Our tag-line reads, "Providing support to victims, it's something we can all do." I have to be honest... I typed (and then deleted) several lengthy paragraphs explaining just how victims of abuse often don't have the financial resources to be successful in their attempt to leave horrible situations. And while that is true and speaks to the "in Action" part of our name, it doesn't really expose my own heart, my own "why" for this project. That's because every time I talk about victims of domestic abuse, I am really fighting a surrogate battle. I have made a substitution. I have replaced the abuse I can't talk about with one I can. Why? Because I thought it would be easier, more palatable, more comfortable. I thought I could share resources and make my points about (domestic) abusers in the church and those points could be extrapolated out to cover my situation. As if somehow this pseudo-voice could substitute for my own voice. Well, it's not going to work. The reality is that domestic abuse *is* a problem in the church. But the same heart that is operating in those situations does not limit itself to spouses.
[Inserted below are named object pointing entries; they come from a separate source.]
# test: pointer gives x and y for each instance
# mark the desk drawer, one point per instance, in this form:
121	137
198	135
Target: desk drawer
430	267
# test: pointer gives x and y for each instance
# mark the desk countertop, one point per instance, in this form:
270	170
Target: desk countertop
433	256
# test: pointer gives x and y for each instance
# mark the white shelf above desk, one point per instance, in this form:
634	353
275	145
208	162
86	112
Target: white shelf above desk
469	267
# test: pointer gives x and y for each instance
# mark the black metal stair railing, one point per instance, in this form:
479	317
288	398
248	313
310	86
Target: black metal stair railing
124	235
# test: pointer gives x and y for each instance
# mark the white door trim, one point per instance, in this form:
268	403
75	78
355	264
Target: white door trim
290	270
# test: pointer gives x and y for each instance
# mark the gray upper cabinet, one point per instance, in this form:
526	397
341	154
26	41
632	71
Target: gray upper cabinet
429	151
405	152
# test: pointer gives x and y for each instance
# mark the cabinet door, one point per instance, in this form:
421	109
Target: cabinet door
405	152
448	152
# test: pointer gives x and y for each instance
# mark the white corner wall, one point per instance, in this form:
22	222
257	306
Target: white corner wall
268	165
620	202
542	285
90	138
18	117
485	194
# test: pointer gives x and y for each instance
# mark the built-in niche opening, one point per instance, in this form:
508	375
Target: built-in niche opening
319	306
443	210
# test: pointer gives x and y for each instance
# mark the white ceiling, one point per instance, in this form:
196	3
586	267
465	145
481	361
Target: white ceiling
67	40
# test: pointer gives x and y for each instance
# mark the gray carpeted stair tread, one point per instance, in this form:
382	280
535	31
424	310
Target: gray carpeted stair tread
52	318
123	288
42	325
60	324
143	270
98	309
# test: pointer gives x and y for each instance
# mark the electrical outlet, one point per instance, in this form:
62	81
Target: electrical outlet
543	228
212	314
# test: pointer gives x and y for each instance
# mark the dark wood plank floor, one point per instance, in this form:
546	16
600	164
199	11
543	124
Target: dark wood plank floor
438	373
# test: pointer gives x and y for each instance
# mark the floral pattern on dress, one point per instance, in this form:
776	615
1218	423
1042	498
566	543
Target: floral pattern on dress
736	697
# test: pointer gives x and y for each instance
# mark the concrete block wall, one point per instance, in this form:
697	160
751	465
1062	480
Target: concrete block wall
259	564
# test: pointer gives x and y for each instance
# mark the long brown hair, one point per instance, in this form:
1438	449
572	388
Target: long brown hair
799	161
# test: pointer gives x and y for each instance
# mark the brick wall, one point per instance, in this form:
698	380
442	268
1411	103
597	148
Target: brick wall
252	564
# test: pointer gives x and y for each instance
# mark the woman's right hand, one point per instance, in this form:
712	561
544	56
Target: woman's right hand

Our enemy is a devouring lion, remember? But if not a literal lion, then what? Perhaps a spouse, a teacher, a sibling, a pastor, a friend, a co-worker, a father, or a mother. I have no desire to make people uncomfortable, though some will be. Or angry, though some will be. Or disappointed, though some will be. My heart is to give validation to those who are in the muck and mire of covert abuse in Christian circles. Your experience is real. Your suffering is real. Your pain is real. We offer you the mercy of understanding and compassion. My children are used to me coming to the breakfast table having had a "great idea" in the wee hours of the night. They know that these ideas will involve them, somehow. Often, we end up rearranging furniture! This time, however, the idea was different. This time, I cast a vision for how we could financially support organizations that themselves either provide MERCY to victims or TRUTH to the body of Christ. We agreed that often the results of abuse are seemingly too much for any one family to do anything about. But thankfully, there are individuals out there on the front lines engaging the church and helping people in real, tangible ways. We began to brainstorm ways to support them.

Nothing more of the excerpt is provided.